Unübertroffen geblieben ist Machiavellis Charakterologie der bürgerlichen Klasse seiner Zeit, wenn er konstatiert, der Mensch vergesse leichter die Ermordung seines Vaters, als daß er den Raub seines Erbteils verzeihe. Während sich Machiavelli in seinem "Principe" aber noch mit der Rettung der italienischen Nation und der dazugehörigen Regierungstechnik begnügte, muß es in der heutigen globalisierten Welt eine Nummer größer sein: So versucht sich die Theorie-Manufaktur Herfried Münkler mit dem Buch Imperien an einer Logik der Weltherrschaft.

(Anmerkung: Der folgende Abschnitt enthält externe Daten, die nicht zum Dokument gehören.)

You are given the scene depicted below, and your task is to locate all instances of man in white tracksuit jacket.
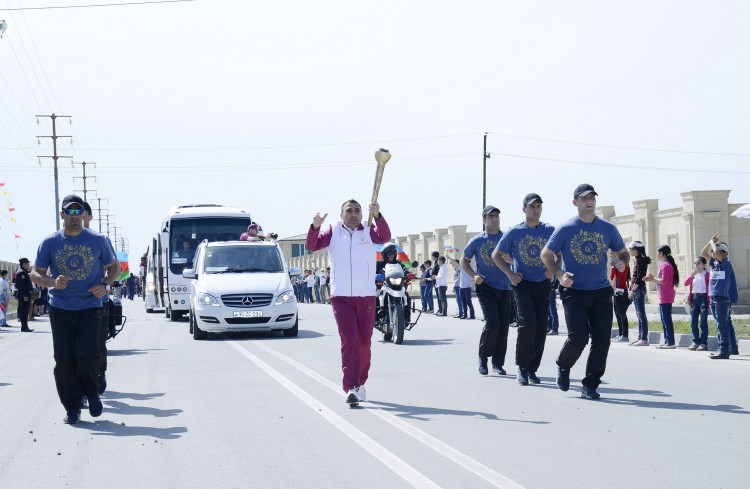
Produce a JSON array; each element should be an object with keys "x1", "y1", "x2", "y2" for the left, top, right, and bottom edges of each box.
[{"x1": 307, "y1": 199, "x2": 391, "y2": 405}]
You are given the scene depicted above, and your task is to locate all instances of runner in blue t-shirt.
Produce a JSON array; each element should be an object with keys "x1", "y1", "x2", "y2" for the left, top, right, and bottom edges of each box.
[
  {"x1": 494, "y1": 193, "x2": 555, "y2": 385},
  {"x1": 700, "y1": 235, "x2": 737, "y2": 359},
  {"x1": 31, "y1": 194, "x2": 120, "y2": 425},
  {"x1": 541, "y1": 184, "x2": 629, "y2": 400},
  {"x1": 462, "y1": 205, "x2": 512, "y2": 376}
]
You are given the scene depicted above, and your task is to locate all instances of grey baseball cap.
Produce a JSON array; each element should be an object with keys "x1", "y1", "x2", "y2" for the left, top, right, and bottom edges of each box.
[
  {"x1": 573, "y1": 183, "x2": 598, "y2": 199},
  {"x1": 482, "y1": 205, "x2": 500, "y2": 217}
]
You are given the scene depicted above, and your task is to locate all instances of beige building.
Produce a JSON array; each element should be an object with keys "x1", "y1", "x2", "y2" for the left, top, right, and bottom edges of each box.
[{"x1": 281, "y1": 190, "x2": 749, "y2": 304}]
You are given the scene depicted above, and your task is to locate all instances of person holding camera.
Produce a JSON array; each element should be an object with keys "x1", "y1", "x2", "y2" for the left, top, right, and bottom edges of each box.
[{"x1": 31, "y1": 194, "x2": 120, "y2": 425}]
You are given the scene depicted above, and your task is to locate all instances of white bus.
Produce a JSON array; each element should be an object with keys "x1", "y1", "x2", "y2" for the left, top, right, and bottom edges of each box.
[{"x1": 151, "y1": 204, "x2": 252, "y2": 320}]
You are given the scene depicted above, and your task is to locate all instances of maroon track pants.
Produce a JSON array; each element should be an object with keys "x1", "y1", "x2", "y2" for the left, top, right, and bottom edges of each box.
[{"x1": 331, "y1": 296, "x2": 376, "y2": 392}]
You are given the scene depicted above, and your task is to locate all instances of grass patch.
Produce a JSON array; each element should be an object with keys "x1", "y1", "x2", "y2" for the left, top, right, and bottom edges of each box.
[{"x1": 616, "y1": 319, "x2": 750, "y2": 340}]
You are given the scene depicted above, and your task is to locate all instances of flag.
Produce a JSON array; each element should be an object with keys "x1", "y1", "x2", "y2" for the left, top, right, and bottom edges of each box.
[
  {"x1": 10, "y1": 217, "x2": 16, "y2": 222},
  {"x1": 14, "y1": 234, "x2": 20, "y2": 238},
  {"x1": 116, "y1": 251, "x2": 130, "y2": 281},
  {"x1": 8, "y1": 208, "x2": 15, "y2": 212},
  {"x1": 0, "y1": 183, "x2": 4, "y2": 187}
]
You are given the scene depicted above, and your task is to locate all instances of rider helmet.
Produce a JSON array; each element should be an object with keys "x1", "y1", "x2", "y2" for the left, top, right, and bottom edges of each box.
[{"x1": 381, "y1": 244, "x2": 399, "y2": 263}]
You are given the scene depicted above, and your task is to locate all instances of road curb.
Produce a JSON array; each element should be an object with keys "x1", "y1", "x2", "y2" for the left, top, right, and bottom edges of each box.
[{"x1": 612, "y1": 327, "x2": 749, "y2": 354}]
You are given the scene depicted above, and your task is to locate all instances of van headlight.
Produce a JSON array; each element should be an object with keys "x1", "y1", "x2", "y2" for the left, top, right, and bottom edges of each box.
[
  {"x1": 275, "y1": 290, "x2": 296, "y2": 305},
  {"x1": 198, "y1": 293, "x2": 221, "y2": 307}
]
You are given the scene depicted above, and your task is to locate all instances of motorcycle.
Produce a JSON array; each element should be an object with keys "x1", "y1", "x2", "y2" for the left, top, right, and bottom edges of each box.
[{"x1": 374, "y1": 263, "x2": 422, "y2": 344}]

Der realistischen Schule folgend, attestiert Münkler der Weltordnung von in der UNO organisierten Einzelstaaten keinerlei Fähigkeit, internationale Stabilität zu garantieren. Es gelte, die Verhältnisse zu betrachten, wie sie seien, und nicht, wie man sie gerne hätte. Deshalb sei eine Imperialmacht unumgänglich, welche die Weltpolitik autoritativ kontrollierte, ökonomisch dominierte und bei Bedarf zugunsten der allgemeinen Sicherheit militärisch intervenierte. Der Handlungsspielraum der Eliten orientiere sich an Politiknotwendigkeiten (bei Machiavelli waren diese als necessità benannt), an der Imperialraison. Ein Gutes hat dieser Ansatz immerhin: er bewahrt vor Personalisierungen wie "amoralische Bush-Cheney-Clique", die gerade in globalisierungskritischen und kirchlichen Gruppen so beliebt sind.

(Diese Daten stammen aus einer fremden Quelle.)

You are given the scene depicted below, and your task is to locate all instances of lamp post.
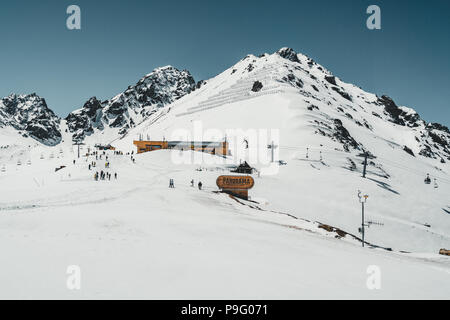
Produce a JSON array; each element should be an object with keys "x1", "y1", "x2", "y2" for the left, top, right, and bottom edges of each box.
[{"x1": 358, "y1": 190, "x2": 369, "y2": 247}]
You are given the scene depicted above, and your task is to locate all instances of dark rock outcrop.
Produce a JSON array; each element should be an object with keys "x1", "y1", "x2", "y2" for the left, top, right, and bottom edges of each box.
[
  {"x1": 377, "y1": 95, "x2": 420, "y2": 127},
  {"x1": 251, "y1": 81, "x2": 263, "y2": 92},
  {"x1": 403, "y1": 146, "x2": 415, "y2": 157},
  {"x1": 333, "y1": 119, "x2": 360, "y2": 151},
  {"x1": 0, "y1": 93, "x2": 61, "y2": 145},
  {"x1": 325, "y1": 75, "x2": 337, "y2": 85},
  {"x1": 331, "y1": 87, "x2": 352, "y2": 101},
  {"x1": 277, "y1": 47, "x2": 301, "y2": 63},
  {"x1": 65, "y1": 66, "x2": 196, "y2": 141}
]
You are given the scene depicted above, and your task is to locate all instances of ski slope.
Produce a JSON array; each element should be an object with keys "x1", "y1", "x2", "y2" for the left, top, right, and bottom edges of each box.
[
  {"x1": 111, "y1": 51, "x2": 450, "y2": 254},
  {"x1": 1, "y1": 48, "x2": 449, "y2": 299},
  {"x1": 0, "y1": 146, "x2": 449, "y2": 299}
]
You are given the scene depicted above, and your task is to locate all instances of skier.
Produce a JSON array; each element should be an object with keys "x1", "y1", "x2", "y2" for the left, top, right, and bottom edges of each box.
[
  {"x1": 198, "y1": 181, "x2": 202, "y2": 190},
  {"x1": 169, "y1": 179, "x2": 174, "y2": 188},
  {"x1": 114, "y1": 172, "x2": 117, "y2": 179},
  {"x1": 191, "y1": 179, "x2": 194, "y2": 187}
]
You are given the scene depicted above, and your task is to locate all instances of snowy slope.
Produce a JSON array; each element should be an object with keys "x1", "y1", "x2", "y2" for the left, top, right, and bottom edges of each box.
[
  {"x1": 118, "y1": 48, "x2": 449, "y2": 161},
  {"x1": 0, "y1": 149, "x2": 449, "y2": 299},
  {"x1": 0, "y1": 47, "x2": 449, "y2": 299},
  {"x1": 112, "y1": 48, "x2": 450, "y2": 254}
]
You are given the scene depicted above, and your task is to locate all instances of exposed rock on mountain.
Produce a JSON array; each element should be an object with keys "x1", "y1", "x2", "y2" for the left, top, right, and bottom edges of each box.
[
  {"x1": 0, "y1": 93, "x2": 61, "y2": 145},
  {"x1": 277, "y1": 47, "x2": 301, "y2": 63},
  {"x1": 377, "y1": 95, "x2": 419, "y2": 127},
  {"x1": 251, "y1": 81, "x2": 263, "y2": 92},
  {"x1": 1, "y1": 47, "x2": 449, "y2": 167},
  {"x1": 65, "y1": 66, "x2": 196, "y2": 141}
]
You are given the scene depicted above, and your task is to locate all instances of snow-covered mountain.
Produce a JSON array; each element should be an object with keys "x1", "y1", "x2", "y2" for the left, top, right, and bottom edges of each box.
[
  {"x1": 109, "y1": 47, "x2": 450, "y2": 254},
  {"x1": 2, "y1": 49, "x2": 448, "y2": 161},
  {"x1": 116, "y1": 47, "x2": 449, "y2": 163},
  {"x1": 2, "y1": 48, "x2": 450, "y2": 246},
  {"x1": 1, "y1": 47, "x2": 450, "y2": 298},
  {"x1": 0, "y1": 93, "x2": 61, "y2": 146},
  {"x1": 65, "y1": 66, "x2": 198, "y2": 142}
]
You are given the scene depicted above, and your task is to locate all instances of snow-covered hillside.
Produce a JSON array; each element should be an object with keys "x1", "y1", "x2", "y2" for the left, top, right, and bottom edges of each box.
[
  {"x1": 113, "y1": 47, "x2": 450, "y2": 254},
  {"x1": 0, "y1": 47, "x2": 449, "y2": 299},
  {"x1": 118, "y1": 48, "x2": 449, "y2": 161},
  {"x1": 0, "y1": 148, "x2": 449, "y2": 299}
]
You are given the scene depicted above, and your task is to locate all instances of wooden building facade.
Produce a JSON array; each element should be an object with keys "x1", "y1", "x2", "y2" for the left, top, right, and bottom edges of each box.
[{"x1": 133, "y1": 140, "x2": 229, "y2": 156}]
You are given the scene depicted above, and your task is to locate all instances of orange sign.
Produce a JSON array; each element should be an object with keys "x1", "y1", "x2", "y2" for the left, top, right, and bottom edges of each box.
[{"x1": 216, "y1": 175, "x2": 254, "y2": 190}]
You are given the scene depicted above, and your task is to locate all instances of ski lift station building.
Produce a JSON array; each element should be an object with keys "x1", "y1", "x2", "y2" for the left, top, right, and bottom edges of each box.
[{"x1": 133, "y1": 140, "x2": 229, "y2": 156}]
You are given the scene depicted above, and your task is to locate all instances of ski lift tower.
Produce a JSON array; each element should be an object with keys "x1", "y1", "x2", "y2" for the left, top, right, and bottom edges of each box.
[
  {"x1": 73, "y1": 140, "x2": 85, "y2": 159},
  {"x1": 357, "y1": 151, "x2": 377, "y2": 178},
  {"x1": 267, "y1": 141, "x2": 278, "y2": 163}
]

Münkler wählt bei seiner Darstellung des Aufstiegs und Falls eines Imperiums ein zyklisches Zeitmuster, welches die gewünschte Reform- und Überlebensfähigkeit einer Imperialmacht zu fassen und zu theoretisieren vermag. Wie sein italienisches Vorbild illustriert Münkler diese Zyklenentwicklung anhand eines Parforcerittes durch die Geschichte, der beim attischen Seebund beginnt, sich über das chinesische und osmanische Reich bis zu den europäischen Kolonialmächten erstreckt und schlußendlich bei den USA endet. Diese Passagen des Buches sind, gerade was die Kolonialentwicklung des britischen Empire angeht, durchaus lesenswert. In ihnen wird bündig der Übergang vom Liberalismus der Handelswege zum Territorium sichernden Imperialismus des 19. Jahrhunderts dargestellt.

Gänzlich unabhängig davon fungiert dann allerdings das Kernstück der Abhandlung: Lange im oberen Segment des Imperialzyklus verbleibe laut Münkler nämlich jene Macht, welche die augusteische Schwelle überschritten habe. Diese zeichnet sich dadurch aus, daß das ursprüngliche auf militärischer und ökonomischer Macht basierende Verhältnis zwischen Zentrum und Peripherie in einen auf ideologischer und politischer Akzeptanz beruhenden Zustand übergeht. Anders gesagt: Es soll ein Übergang von einem exploitiven in einen zivilisierenden Status bewerkstelligt werden, in dem die Peripherie selbst das Interesse verspürt, Teil des Imperiums zu sein. Dieses sehr harmonisch dünkende Konzept wird aber schon dadurch in Frage gestellt, daß Münkler keinerlei Beispiele zu präsentieren vermag, wo ein solcher Zustand unter den gegenwärtigen kapitalistischen Umständen zustande gekommen wäre. Angeführt werden lediglich das römische und das chinesische Imperium.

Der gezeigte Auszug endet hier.